The committee has published its eighth report of this parliament, which looks back on its work over the last five years and reviews government progress in key areas.
The report re-caps recommendations made by the committee on the role of Ofsted, and calls for any government formed after May 7 to re-consider its suggestion that the watchdog is split up into two bodies.
The report says: “In response to the increasing diversity of institutions for which Ofsted is responsible, we concluded that Ofsted had grown too big to discharge its functions efficiently.
“We recommended that Ofsted should be divided into two new organisations—the Inspectorate for Education and the Inspectorate for Children’s Care.
“Although the government accepted a number of our recommendations it did not agree that Ofsted’s functions should be separated. We consider this a priority for the next parliament.”

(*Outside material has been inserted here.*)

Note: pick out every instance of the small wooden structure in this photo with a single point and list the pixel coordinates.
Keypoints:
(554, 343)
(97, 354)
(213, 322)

On the subject of the committee’s inquiry into academies and free schools, which raised “particular concerns” about primary schools, it calls for a focus on the issue between 2015 and 2020.
The report says: “We had particular concerns about primary schools. We found there to be too little evidence as to the impact of academy status on attainment in primary schools and recommended that the DfE commission such research as a matter of urgency.
“It is unlikely that we will receive the government’s response to this report before the election, but whoever is in government from May 2015 should make increased accountability in the academy sector a priority.”
The report goes on to call on the membership of the committee after the election, which will be elected by the new parliament, to pay “close attention” to Progress 8 when it is brought in in 2016, and also calls for careers advice to be “high up the agenda”.
The document also covers the committee’s report into 16-plus care options, and calls for a future government to re-visit some of its recommendations.
It says: “We were pleased that the government accepted a number of our recommendations, such as limiting emergency placements in B&Bs to two working days and reminding local authorities of their statutory duty to postpone unnecessary and disruptive changes to children’s placements during key stage four.
“Nevertheless, we were disappointed that the government was not willing to move faster to accept our recommendations on the regulation of accommodation and on banning B&Bs for young people in care.
“We urge whoever is in government from May 2015 to reconsider this issue.”